In the spring of 2001, the government announced a six-month moratorium on planning applications on the Oak Ridges Moraine. We established a process to see if we could find a consensus on what should be protected for future generations and where development should take place with certainty. We put together a panel of people representing a range of interests in the Moraine. They came to the table willing to find a solution that would work.

Everyone was fully committed to this process, not just caucus and cabinet, but all the parties with an interest in the moraine, including the agricultural community, the aggregate industry, the developers and the environmental groups.

We built upon information brought forward at the OMB hearings. We also learned from the process that Durham, Peel and York Regions and the nine conservation authorities had undertaken, and the public discussions they had held around the future of the Moraine.

We also learned from the public meetings we had when we released our consultation document last summer. They were well attended, and we learned a lot.

We listened as well to the comments we received on the legislation we introduced on November 1. We heard that there should be public input into the 10-year review. We made that a requirement. We heard concerns about the Minister's ability to revoke the Oak Ridges Moraine Conservation Plan and we clarified that any revocation would be subject to a public process. We heard concerns about the possibility the plan might be weakened as a result of the 10-year review. We already had a provision in the bill that would have prevented any reduction in the area of the land in the natural core and natural linkage areas. We strengthened that to ensure that the 10-year review would not be able to consider removing lands from those designations.

The result was a bill and a plan that will protect the woodlots, ravines, wetlands, kettle lakes and streams - the things we want to pass on. It will protect core areas, and give certainty around the settlement areas, which represent just eight per cent of the land area of the Moraine. It will create some of the largest urban conservation areas in the world.

To ensure that people can enjoy this treasure, the government will promote the establishment of a trail system, including a continuous east-west trail, from one end of the Moraine to the other, that will be accessible to seniors and people with disabilities.

We still have a lot of work to do on bringing municipal official plans into conformity with the Oak Ridges Moraine Conservation Plan, and on municipal watershed plans and water budgets. It will take time to fully implement everything that's envisioned in this plan, but we are committed to making sure this happens, and happen it will.

Helping us achieve this goal will be a foundation, with a mandate to fund activities such as land securement, research, monitoring and public education. We hope that all governments - municipal, federal and provincial - will contribute funds and resources. If everyone works together, we can achieve our goals more quickly.

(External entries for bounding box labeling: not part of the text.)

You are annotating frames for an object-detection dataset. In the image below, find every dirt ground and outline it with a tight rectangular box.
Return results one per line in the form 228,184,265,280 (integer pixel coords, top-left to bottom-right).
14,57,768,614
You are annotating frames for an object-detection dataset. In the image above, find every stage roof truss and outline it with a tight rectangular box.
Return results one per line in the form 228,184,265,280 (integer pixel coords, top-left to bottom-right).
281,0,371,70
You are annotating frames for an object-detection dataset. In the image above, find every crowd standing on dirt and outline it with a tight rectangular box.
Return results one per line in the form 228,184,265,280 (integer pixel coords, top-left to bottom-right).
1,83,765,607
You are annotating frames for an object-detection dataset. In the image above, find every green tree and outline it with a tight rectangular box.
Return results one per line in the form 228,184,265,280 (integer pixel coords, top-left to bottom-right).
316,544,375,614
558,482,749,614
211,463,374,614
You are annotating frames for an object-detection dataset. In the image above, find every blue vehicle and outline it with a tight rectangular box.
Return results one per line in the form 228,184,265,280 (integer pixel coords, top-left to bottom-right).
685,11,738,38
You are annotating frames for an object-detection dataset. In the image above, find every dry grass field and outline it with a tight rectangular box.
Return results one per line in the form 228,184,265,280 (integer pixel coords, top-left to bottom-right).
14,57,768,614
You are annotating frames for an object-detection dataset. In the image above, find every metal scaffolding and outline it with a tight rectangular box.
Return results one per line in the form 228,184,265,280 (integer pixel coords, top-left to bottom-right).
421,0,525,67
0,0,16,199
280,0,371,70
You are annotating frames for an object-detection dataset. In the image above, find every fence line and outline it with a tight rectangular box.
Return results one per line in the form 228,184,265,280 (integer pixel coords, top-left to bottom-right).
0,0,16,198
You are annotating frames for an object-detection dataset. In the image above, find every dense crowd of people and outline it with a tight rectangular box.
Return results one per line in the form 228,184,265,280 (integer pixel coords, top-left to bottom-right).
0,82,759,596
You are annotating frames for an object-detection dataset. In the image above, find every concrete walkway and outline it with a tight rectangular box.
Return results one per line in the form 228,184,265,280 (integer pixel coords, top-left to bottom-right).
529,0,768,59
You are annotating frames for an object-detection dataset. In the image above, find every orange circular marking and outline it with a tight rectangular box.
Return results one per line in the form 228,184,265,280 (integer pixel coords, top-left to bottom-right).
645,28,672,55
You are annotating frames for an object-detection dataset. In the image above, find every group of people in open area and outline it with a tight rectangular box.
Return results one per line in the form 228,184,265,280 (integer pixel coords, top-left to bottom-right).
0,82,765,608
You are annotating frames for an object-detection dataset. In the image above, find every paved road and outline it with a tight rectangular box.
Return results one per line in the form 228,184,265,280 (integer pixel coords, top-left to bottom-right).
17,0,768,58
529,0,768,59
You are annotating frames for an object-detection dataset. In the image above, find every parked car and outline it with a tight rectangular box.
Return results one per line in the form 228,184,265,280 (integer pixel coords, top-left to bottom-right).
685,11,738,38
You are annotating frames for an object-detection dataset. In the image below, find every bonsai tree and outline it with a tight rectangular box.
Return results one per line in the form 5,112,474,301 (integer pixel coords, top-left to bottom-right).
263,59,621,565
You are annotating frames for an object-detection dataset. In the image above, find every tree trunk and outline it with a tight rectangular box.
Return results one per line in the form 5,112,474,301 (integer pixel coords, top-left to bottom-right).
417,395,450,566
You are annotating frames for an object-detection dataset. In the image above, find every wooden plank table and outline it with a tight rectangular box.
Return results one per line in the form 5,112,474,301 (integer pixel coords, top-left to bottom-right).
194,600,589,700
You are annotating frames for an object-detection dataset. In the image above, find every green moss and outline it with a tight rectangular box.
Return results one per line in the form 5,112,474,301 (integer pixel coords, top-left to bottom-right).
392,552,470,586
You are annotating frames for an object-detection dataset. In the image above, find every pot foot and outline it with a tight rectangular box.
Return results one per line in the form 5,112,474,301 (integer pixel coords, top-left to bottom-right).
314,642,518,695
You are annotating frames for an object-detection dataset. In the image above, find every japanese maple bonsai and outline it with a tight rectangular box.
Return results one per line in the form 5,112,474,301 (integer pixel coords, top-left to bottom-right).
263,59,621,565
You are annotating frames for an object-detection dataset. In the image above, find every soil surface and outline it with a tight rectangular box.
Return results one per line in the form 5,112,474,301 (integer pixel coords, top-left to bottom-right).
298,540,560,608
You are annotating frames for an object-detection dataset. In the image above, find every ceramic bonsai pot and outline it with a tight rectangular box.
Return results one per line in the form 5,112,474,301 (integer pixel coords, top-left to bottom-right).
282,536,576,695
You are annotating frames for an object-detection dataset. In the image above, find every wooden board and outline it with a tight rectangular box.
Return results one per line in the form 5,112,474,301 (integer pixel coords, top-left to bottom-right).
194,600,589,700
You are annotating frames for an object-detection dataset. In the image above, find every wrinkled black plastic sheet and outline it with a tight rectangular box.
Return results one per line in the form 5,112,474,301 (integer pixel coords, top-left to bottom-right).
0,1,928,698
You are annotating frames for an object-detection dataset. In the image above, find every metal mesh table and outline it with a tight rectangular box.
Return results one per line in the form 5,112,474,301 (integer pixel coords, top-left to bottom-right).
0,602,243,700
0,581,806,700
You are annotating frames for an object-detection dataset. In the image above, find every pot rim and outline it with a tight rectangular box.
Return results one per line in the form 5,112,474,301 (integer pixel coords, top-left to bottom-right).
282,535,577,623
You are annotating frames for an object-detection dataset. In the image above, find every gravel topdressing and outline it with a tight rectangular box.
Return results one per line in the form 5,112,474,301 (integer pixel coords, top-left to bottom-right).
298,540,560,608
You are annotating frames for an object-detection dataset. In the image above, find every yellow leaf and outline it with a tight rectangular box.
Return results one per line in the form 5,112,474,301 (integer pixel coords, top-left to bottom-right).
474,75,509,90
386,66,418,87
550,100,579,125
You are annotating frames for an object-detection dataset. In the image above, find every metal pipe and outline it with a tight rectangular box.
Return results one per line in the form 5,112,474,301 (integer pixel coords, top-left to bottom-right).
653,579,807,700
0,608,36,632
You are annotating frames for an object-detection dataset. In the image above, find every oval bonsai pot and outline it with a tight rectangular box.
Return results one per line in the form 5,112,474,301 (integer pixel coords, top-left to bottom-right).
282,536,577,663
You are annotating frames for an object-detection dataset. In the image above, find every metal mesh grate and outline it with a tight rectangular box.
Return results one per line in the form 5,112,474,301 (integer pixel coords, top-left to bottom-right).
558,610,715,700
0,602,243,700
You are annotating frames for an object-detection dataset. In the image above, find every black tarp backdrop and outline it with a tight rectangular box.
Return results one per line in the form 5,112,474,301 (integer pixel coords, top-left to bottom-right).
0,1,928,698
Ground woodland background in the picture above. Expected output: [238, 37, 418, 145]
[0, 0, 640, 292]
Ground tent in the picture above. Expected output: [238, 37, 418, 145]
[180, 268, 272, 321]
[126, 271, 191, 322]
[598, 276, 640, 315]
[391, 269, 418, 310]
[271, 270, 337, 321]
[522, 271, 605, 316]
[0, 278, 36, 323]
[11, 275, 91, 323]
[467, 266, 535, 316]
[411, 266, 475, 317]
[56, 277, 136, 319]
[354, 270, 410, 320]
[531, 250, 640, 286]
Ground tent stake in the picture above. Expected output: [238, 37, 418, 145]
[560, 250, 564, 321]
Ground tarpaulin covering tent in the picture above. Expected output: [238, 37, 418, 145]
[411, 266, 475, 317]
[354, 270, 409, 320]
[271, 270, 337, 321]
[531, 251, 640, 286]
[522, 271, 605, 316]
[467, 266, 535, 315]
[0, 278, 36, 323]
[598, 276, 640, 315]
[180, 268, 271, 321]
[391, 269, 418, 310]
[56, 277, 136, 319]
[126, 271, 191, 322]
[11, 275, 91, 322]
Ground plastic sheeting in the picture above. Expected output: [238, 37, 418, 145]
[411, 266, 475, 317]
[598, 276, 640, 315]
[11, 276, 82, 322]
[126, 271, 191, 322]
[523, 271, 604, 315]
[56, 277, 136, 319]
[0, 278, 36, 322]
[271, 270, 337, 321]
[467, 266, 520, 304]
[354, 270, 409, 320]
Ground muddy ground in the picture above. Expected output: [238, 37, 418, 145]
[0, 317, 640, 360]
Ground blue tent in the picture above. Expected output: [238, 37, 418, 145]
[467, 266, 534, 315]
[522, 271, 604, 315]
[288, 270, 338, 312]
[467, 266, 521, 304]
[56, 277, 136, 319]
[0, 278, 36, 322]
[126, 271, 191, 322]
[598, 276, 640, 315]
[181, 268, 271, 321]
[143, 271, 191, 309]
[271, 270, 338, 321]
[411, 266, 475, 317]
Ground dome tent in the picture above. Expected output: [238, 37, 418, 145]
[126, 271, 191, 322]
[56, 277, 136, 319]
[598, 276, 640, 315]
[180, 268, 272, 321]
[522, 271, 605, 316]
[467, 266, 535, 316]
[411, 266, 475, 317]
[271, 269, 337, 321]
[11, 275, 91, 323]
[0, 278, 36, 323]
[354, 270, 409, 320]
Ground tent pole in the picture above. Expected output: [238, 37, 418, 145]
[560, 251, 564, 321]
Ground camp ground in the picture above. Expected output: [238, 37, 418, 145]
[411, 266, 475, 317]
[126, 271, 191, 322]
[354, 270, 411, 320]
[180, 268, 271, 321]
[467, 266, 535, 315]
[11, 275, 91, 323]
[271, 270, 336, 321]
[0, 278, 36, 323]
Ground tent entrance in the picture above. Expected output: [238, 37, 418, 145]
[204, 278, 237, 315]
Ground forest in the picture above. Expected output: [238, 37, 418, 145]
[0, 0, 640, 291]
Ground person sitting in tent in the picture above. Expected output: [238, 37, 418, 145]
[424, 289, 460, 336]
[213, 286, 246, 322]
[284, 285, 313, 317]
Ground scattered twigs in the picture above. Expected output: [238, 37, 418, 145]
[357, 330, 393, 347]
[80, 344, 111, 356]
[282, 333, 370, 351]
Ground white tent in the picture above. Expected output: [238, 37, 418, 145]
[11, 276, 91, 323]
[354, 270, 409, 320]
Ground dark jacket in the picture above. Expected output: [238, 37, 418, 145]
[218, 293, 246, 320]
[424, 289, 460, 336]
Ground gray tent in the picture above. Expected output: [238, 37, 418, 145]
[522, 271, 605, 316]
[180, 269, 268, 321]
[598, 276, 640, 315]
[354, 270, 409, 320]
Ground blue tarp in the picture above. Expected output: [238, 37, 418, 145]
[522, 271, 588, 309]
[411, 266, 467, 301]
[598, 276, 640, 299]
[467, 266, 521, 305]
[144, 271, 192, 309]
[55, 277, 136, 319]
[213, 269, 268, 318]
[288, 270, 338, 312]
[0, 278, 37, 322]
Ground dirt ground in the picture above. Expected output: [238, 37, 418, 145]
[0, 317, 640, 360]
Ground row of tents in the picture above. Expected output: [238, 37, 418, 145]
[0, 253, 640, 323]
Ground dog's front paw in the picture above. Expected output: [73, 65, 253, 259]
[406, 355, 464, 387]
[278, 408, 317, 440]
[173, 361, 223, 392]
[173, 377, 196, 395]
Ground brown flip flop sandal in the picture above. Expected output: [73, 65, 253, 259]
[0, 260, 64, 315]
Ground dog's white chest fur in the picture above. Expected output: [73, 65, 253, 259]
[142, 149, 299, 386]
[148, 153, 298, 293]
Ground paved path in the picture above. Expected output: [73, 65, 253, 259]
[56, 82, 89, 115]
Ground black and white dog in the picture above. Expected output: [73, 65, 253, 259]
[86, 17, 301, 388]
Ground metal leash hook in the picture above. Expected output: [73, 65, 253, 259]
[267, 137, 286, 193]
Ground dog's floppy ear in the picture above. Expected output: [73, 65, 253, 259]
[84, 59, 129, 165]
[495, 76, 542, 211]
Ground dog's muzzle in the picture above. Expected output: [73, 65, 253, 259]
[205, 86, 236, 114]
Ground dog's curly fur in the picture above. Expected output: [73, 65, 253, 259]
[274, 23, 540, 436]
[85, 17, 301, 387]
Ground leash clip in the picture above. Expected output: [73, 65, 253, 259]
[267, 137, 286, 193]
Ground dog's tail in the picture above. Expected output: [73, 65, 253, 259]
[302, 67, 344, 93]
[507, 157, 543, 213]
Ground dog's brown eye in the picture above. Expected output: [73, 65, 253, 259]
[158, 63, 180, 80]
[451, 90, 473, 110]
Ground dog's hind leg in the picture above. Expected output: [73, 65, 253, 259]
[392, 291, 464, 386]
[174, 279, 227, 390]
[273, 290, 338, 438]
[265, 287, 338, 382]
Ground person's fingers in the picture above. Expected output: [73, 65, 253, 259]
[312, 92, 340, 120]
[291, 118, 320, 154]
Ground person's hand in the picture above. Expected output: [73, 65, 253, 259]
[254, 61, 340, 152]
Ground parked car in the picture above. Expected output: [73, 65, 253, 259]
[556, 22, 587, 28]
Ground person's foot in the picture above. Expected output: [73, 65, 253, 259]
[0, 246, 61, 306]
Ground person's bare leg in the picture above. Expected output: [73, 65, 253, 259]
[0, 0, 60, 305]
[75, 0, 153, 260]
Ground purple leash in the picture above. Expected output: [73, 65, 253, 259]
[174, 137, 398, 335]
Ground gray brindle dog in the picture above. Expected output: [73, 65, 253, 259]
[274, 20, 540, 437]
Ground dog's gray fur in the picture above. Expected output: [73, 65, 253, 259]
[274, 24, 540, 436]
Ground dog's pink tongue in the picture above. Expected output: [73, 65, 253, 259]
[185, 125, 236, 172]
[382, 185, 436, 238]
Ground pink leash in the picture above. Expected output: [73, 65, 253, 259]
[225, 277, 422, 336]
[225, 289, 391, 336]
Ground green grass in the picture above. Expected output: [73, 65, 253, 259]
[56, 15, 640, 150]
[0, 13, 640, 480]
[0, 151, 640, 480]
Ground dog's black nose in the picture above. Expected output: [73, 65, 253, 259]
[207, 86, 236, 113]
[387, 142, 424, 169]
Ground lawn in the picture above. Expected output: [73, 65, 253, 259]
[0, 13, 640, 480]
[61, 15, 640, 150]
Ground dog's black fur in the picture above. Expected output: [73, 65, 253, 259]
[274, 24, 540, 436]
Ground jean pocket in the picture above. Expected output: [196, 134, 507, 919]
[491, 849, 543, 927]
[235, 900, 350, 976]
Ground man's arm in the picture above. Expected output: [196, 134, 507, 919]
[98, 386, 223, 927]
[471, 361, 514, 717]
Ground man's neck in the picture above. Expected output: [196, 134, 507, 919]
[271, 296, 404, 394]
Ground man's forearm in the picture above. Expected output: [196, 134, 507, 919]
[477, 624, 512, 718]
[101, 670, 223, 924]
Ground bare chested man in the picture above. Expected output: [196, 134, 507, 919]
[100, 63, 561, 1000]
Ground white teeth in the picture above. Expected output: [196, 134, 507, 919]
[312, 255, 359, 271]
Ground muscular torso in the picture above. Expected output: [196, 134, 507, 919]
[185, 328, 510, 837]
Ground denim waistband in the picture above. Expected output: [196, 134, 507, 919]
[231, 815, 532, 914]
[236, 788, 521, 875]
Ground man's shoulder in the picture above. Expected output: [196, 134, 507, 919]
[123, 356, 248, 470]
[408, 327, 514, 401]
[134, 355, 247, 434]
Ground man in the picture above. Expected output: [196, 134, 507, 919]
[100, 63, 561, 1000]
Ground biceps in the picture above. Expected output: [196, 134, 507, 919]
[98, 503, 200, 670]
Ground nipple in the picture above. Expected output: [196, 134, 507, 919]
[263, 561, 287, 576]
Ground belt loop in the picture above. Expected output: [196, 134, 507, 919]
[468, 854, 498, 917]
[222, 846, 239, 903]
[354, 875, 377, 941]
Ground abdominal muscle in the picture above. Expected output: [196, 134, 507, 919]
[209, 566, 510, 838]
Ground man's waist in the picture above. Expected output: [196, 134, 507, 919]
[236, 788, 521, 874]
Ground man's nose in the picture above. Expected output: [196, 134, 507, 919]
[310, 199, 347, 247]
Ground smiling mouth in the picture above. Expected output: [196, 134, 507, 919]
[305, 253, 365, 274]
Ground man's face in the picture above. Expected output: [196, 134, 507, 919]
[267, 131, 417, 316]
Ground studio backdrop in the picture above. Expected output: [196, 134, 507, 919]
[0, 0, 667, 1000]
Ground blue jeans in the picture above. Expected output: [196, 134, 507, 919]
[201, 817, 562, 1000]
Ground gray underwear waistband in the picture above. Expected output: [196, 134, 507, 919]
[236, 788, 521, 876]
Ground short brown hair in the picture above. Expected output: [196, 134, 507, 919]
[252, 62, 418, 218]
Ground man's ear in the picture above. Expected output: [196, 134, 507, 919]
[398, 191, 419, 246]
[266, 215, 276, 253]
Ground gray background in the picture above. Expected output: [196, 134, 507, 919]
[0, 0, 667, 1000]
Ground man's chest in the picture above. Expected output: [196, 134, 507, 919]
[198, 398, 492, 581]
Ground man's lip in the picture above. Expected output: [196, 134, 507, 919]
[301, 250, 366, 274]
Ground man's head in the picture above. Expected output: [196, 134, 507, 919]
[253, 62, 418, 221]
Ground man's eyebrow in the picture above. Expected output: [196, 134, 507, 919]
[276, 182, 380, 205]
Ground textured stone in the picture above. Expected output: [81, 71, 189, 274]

The true legacy of this bill will really become apparent in the next 50 to 100 years. When Algonquin Park was established in 1895, local people would have wondered why a government would set aside this amount of land that was no different from the adjoining land. Today, 106 years later, we can see the wisdom of protecting that land for future generations.

Environmental protection has been a priority of the Mike Harris government. Ontario's Living Legacy, which resulted in the creation of 378 new parks and protected areas, was a huge accomplishment. The Managed Forest and Conservation Land Tax Incentive Program, which was put in place in 1998, encourage owners of private forests and conservation lands to sustain and manage their properties. A partnership with the Nature Conservancy of Canada, known as Ontario Parks Legacy 2000, which we implemented in 1996, has also helped to complete our system of parks and protected areas.

But Tory governments have always protected the environment. The Niagara Escarpment Commission was established by the Conservative government of the time. It's something that we feel very strongly about as a caucus. Under the leadership of Premier Harris, we've done a lot to make sure that we leave Ontario a little better than we found it and we safeguard the things that should be preserved for future generations.